As the World Series approaches, this week’s Ward Letter discusses the State’s oversight of the City’s finances, the State school aid funding formula and a new proposal to enhance River Road.
In the wake of the Central Falls insolvency, the General Assembly enacted laws requiring cities to file quarterly financial reports with the Auditor General to monitor requirements to (a) submit a mid-year corrective action plan to avoid year-end deficits, and (b) prepare and execute a five-year plan to pay off accumulated deficits. Since that time, the Auditor General has worked exclusively with the administrative branches of cities and towns statewide in performing this oversight. Last week, the Auditor General sent a Letter to our Mayor and City Council President (with copies to the City Council members) stating his concerns about Providence’s recent non-compliance with these requirements, as well as what he called the “accounting mechanics” that appeared to indicate compliance but in practice did not. Moving forward, the Auditor General’s letter breaks important new ground by specifically directing our City’s administration to obtain the advice and consent of the City Council before submitting a new, more effective deficit reduction plan. While I regret the events that made this letter necessary, I look forward, with my City Council colleagues, to exercising this new formal responsibility for the good of our City. I am hopeful that someday we will look back on the Auditor General’s letter as an important turning point, providing the catalyst for greater informal collaboration between the City Council and the administration, first in the area of budget management and then, over time, towards developing a stronger informal, collaborative working relationship across the board.

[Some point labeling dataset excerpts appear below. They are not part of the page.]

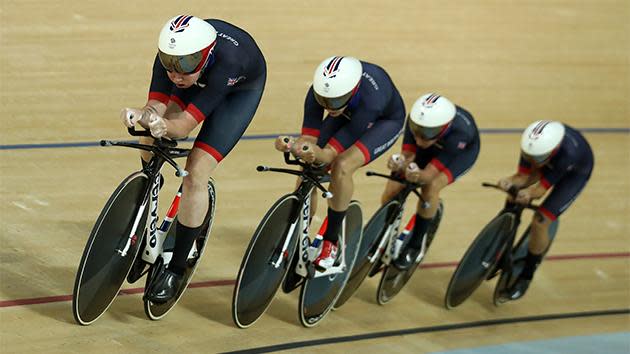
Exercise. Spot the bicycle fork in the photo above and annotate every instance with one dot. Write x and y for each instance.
(387, 242)
(133, 237)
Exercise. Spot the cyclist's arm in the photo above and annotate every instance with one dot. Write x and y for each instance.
(409, 158)
(179, 124)
(428, 173)
(156, 107)
(536, 190)
(522, 180)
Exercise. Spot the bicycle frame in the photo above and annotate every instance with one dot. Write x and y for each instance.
(307, 251)
(164, 151)
(386, 250)
(503, 259)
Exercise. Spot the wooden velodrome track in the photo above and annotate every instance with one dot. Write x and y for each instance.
(66, 69)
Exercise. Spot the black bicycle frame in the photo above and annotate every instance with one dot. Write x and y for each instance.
(164, 151)
(312, 177)
(505, 260)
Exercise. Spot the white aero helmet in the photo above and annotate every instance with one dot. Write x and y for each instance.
(431, 115)
(185, 44)
(336, 80)
(541, 139)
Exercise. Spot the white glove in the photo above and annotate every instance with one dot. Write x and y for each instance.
(412, 174)
(284, 143)
(131, 116)
(157, 125)
(395, 162)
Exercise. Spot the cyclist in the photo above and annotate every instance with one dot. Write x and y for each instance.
(552, 155)
(441, 144)
(207, 72)
(353, 113)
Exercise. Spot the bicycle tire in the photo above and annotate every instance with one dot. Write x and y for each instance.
(258, 280)
(519, 252)
(158, 311)
(373, 232)
(318, 295)
(393, 280)
(479, 260)
(102, 270)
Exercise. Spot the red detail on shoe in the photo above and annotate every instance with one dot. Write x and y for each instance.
(322, 229)
(172, 211)
(329, 250)
(411, 223)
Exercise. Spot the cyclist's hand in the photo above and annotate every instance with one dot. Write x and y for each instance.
(412, 173)
(524, 196)
(505, 184)
(157, 125)
(131, 116)
(284, 143)
(305, 151)
(396, 162)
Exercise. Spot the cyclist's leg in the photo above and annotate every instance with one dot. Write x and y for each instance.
(353, 153)
(456, 167)
(218, 135)
(391, 189)
(561, 197)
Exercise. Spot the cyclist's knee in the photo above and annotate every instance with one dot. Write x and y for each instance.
(540, 223)
(431, 190)
(343, 167)
(391, 189)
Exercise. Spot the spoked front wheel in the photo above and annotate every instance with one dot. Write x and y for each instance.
(479, 260)
(318, 295)
(373, 232)
(156, 311)
(103, 267)
(264, 264)
(393, 279)
(508, 277)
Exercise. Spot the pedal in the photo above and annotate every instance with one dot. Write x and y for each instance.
(138, 269)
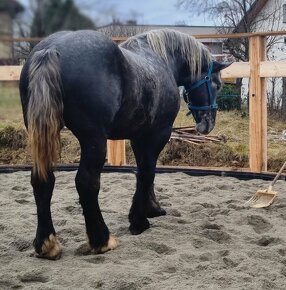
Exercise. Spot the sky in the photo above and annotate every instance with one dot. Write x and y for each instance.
(160, 12)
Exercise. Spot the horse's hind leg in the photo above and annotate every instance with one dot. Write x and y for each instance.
(88, 184)
(146, 150)
(46, 243)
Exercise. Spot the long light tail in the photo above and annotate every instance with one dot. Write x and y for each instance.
(45, 110)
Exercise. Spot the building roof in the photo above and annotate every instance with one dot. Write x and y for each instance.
(251, 14)
(11, 6)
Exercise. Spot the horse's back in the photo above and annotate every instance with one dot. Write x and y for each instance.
(90, 69)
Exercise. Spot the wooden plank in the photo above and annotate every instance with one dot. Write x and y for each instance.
(236, 70)
(199, 36)
(257, 107)
(10, 72)
(116, 152)
(273, 69)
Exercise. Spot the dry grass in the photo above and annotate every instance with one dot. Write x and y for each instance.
(233, 125)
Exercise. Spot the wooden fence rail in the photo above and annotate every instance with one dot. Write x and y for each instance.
(257, 69)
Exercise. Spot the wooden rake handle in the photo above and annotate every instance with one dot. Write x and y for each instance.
(277, 176)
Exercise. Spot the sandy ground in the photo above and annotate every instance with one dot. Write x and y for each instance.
(208, 240)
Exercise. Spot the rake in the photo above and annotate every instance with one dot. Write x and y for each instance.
(265, 197)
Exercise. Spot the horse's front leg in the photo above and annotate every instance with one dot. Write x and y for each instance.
(88, 185)
(46, 243)
(146, 150)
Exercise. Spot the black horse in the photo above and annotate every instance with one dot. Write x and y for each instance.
(99, 90)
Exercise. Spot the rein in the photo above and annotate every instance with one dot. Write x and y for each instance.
(206, 80)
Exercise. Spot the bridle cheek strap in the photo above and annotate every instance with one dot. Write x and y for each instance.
(205, 81)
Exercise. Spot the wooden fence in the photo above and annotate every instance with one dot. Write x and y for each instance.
(257, 69)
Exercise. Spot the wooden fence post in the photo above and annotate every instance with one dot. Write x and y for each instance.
(257, 107)
(116, 152)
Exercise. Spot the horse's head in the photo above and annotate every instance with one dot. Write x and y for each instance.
(201, 97)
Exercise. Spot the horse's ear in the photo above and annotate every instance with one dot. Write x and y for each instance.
(217, 66)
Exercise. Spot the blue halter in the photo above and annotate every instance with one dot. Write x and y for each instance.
(206, 80)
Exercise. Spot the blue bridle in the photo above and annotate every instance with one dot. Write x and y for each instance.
(206, 80)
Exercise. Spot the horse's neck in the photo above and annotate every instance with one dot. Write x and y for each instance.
(142, 59)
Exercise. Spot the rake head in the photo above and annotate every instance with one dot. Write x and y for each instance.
(262, 198)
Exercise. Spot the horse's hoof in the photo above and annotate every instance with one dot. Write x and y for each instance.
(111, 245)
(137, 229)
(51, 248)
(155, 211)
(87, 249)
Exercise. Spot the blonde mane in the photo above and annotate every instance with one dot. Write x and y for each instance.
(166, 41)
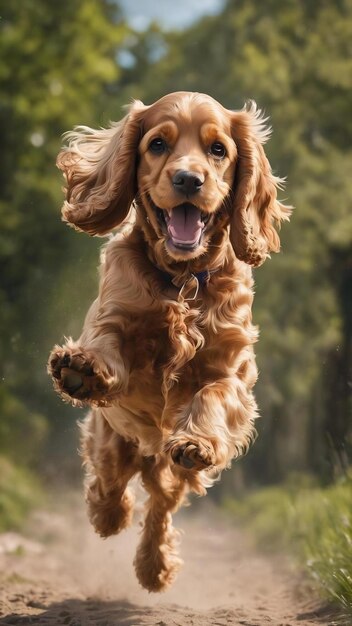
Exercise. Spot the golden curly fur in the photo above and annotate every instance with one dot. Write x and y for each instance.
(166, 358)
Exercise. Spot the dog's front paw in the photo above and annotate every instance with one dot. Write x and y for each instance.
(192, 454)
(77, 375)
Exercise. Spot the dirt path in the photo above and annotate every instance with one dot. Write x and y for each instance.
(66, 575)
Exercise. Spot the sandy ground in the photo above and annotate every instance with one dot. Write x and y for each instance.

Last week, the Governor announced the formation of a working group to study the State’s local education aid funding formula enacted in 2010. She identified three areas to study, namely support for English language learners, special education and charter school funding. These are important areas, but I am hopeful the working group will undertake a comprehensive review, considering among other things two features of the current formula that do not support adequate and equitable funding for children in the State’s urban core (including Providence). First, the current formula does not apply to operating expenses (such as utilities, and facilities maintenance) which are as much part of the core educational cost as such items as teacher salaries. Second, the current formula includes an obscure and opaque “quadratic mean” adjustment factor which diverts funding from those districts in greatest need, as measured by property wealth per student. If there is a desire to provide a minimum funding level to every district regardless of financial need, it would be better to spell that out in clear and explicit terms, rather than through the use of this indirect and inefficient alternative.
The Seekonk Riverbank Alliance seeks to enhance the River Road area as a public park. In June, they held a charrette seeking public input about what features the park should have. One major concern that neighbors stated was that any redesign should preserve the automobile access to River Road in both directions. Recently, the group prepared a proposal that satisfies this concern. They published diagrams of the proposal including an Overview, and renderings of a Plaza at the foot of Irving Avenue, the Meadow area and the Narragansett Boat Club area. The group will be holding a public meeting to discuss the proposal on Thursday, November 5 at 4:00-6:00 p.m. at the Planning Department, 444 Westminster Street.